Она помолчала несколько секунд, и я оглянулся посмотреть, почему не отвечает. Когда же заметила, что я обернулся, глаза у нее расширились, и девушка быстро заговорила, стараясь удовлетворить мое любопытство.
— Я... я ходила в колледж ради арт-терапии.
— Ты любишь искусство?
— Да.
— Почему?
— Потому что оно способно исцелять. Не в прямом смысле, но помогает людям, которым трудно выражать свои чувства из-за каких-то несчастий: физических недостатков или психических болезней. Творчество помогает открывать в людях качества, о которых они, возможно, и не подозревали. Иногда просто смотришь на предмет искусства и чувствуешь, что видишь сквозь него душу художника, как будто в окне.

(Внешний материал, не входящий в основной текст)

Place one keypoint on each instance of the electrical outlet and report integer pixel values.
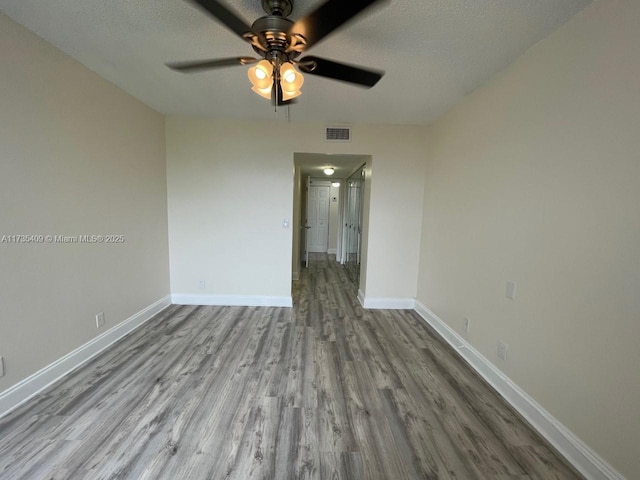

— Приведи пример. Не уверен, что понимаю, что ты имеешь в виду.
Я, конечно же, лукавил, но мне стало жутко интересно, какого художника она выберет в качестве примера.

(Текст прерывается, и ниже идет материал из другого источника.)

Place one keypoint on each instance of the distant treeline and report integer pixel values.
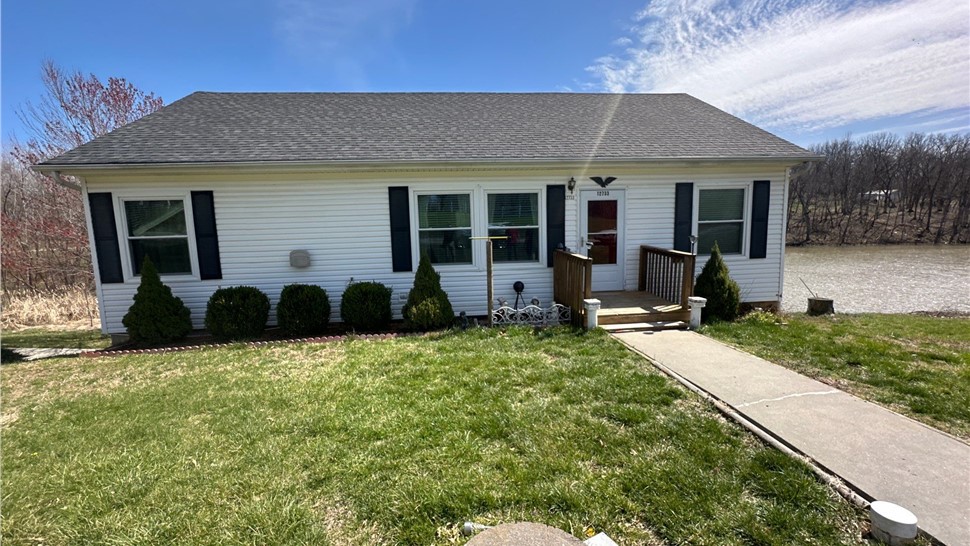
(883, 189)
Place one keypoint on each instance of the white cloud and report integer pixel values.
(341, 33)
(801, 65)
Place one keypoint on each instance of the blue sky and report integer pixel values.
(806, 70)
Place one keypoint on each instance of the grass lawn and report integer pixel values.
(55, 339)
(390, 442)
(913, 364)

Элени задумалась, и я дал ей несколько минут вспомнить чье имя можно использовать для обоснования своего мнения.
— Ладно... возьмем Джексона Поллока, например. Я говорю то, чему нас учили на занятиях, так что не воспринимай это как непреложную истину... в любом случае, это по большей мере предположения. Ну, то есть, кто на самом деле может точно сказать, что значит творчество, если рассматривать его с субъективной точки зрения...
— Ты тараторишь, Элени. Сосредоточься на том, что хочешь сказать и покажи мне, какой можешь быть эрудированной. — Я резко обернулся, обвил рукой ее шею и сжал немного, достаточно, чтобы не напугать и в то же время предостеречь. — Знаешь же, мне нравится, когда отвечают прямо и по существу. У меня нет времени на твои размышления.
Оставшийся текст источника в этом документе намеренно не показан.